Assess Flexibility in Fisheries Management Process Initiative

The purpose of this initiative is to identify whether Council decision-making and NMFS review and regulatory processes should be made more dynamic to respond to rapidly changing environmental conditions. This initiative is intended to respond to the CCI goal to develop and implement strategies for improving the flexibility and responsiveness of our management actions to near-term climate shift and long-term climate change.

A dominant theme emerging from the CCI scenario planning exercise was interest in developing a more flexible fishery management process. Flexibility encompasses two ideas, both affected by procedural limits: the potential scope of action and the speed at which it occurs. If climate change presents novel situations that arise rapidly and may be ephemeral, both scope and speed are of the essence. Assessing how the management process could be improved will require an  understanding of both statutory and bureaucratic constraints at the Federal level. Since tactical decisions are implemented through regulation, one must understand the limits imposed by the Administrative Procedure Act and its judicial review provisions (Gaffney 2020).  Understanding existing process constraints is key to finding flexibility in both other procedural requirements like those of the National Environmental Policy Act and Regulatory Flexibility Act and in statutory requirements derived from the MSA, Endangered Species Act, Marine Mammal Protection Act, and other legislation. Beyond these statutory constraints, bureaucratic processes usually require review at multiple organizational levels. Finally, decision-making itself may be protracted, especially for controversial and complicated actions.
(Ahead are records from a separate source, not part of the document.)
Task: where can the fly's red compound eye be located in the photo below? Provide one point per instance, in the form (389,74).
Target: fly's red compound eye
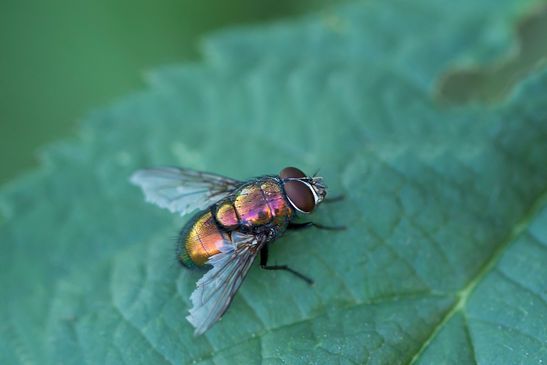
(298,192)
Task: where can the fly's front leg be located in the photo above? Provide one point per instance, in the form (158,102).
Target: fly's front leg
(264,265)
(297,226)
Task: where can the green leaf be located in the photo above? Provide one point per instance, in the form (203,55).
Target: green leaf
(444,257)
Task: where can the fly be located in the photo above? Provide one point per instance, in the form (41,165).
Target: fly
(236,222)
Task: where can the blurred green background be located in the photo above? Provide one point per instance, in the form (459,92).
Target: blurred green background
(60,59)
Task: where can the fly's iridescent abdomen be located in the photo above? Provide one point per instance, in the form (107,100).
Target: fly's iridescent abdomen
(258,205)
(236,223)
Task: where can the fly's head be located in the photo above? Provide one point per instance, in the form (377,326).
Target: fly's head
(303,192)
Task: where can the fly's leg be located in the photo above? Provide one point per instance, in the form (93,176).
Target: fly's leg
(264,265)
(296,226)
(334,199)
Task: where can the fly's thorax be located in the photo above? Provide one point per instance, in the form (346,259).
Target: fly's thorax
(262,202)
(226,214)
(200,239)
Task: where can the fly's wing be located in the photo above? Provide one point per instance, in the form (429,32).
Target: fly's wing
(182,190)
(216,289)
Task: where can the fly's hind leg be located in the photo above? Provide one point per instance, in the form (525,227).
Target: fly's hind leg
(297,226)
(265,266)
(334,199)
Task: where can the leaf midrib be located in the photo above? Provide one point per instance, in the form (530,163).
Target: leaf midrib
(465,293)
To begin this initiative, the Council could first ask for background research from Council staff working together with NOAA General Counsel, and with regulatory process experts from NMFS and from states and tribes participating in the Council process.  Draft reports on that research would be made available to the Council, its advisory bodies, and the public, to provide opportunities for fisheries participants to share their knowledge on regulatory processes that constrain flexibility in fishing operations.
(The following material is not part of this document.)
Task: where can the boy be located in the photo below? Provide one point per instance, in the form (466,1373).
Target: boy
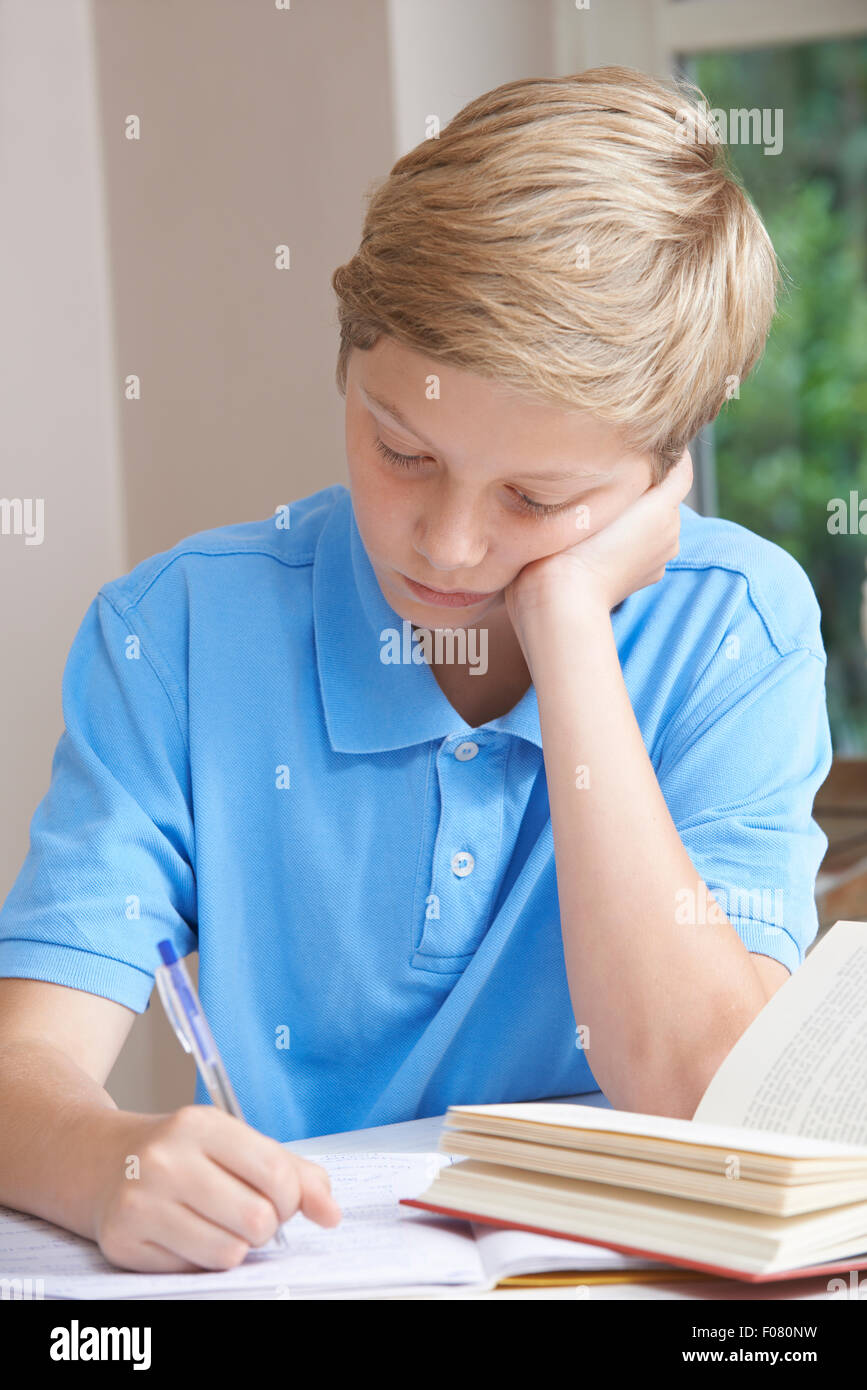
(581,862)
Case study or scenario planning methods would be used to identify feasible, more flexible management processes, drawing on Bell et al. 2021, which outlined flexibility in the Council’s FMPs. The case study approach evaluates past decisions while scenario planning evaluates plausible futures.  Exercises for this initiative, whether retrospective or prospective, would focus on a single scenario in terms of the resource(s), fisheries, and fishing communities involved. These methods would be used to examine the current management response to a specified perturbation and explore alternatives. This would be the basis for identifying choke points in the management process. Once those are identified, alternative processes, feasible under statutory constraints, could be described. The scope of the environmental effect in time and space would need to be assessed to determine whether there is in fact a mismatch between it and the responding management intervention.
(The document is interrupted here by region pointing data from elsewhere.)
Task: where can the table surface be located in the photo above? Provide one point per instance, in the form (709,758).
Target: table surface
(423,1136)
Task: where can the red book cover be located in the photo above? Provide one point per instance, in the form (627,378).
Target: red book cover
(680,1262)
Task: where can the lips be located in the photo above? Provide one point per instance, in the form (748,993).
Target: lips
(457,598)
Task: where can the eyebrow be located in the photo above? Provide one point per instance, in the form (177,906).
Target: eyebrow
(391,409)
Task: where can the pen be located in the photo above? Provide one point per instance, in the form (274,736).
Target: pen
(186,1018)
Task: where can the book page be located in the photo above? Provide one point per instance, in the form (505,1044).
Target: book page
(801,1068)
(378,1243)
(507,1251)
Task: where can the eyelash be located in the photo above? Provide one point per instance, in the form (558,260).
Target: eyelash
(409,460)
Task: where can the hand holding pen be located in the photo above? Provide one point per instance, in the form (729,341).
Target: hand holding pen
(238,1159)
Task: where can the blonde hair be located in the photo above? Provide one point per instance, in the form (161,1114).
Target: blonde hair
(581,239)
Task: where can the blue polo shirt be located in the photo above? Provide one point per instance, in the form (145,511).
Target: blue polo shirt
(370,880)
Case studies or scenarios could focus on management interventions like (but not limited to):

  • Allocation of harvest opportunity due to a change in the distribution of a stock.
  • Bycatch mitigation due to a change in the distribution of a stock or stocks. Increased bycatch could occur because of the appearance of the bycatch stock in the fishery or because of a shift in the geographic range of the fishery in response to a change in target stock distribution.
  • Changes to fishery participation limits (increase or decrease) due to a transboundary shift in stock distribution.
  • Measures to mitigate the effects of the permanent depletion or commercial extinction of a stock.
  • Use of exempted fishing permits to promote innovation given impacts from changing ocean conditions.

In a case study approach, it would be necessary to identify a proximate environmental change (e.g., change in stock status) that may be attributed to climate change or meso-scale variability. The case study subject should also include effects such as marine heat waves that are likely to occur at higher frequency in the future due to climate change. Similarly, scenarios need to have a plausible basis. Climate change-related impacts to stocks or fisheries should be derived from quantitative or qualitative projections of the interplay between physical drivers and the affected stock(s). This initiative would be relevant to FEP objectives 1b, 3c, and 6c.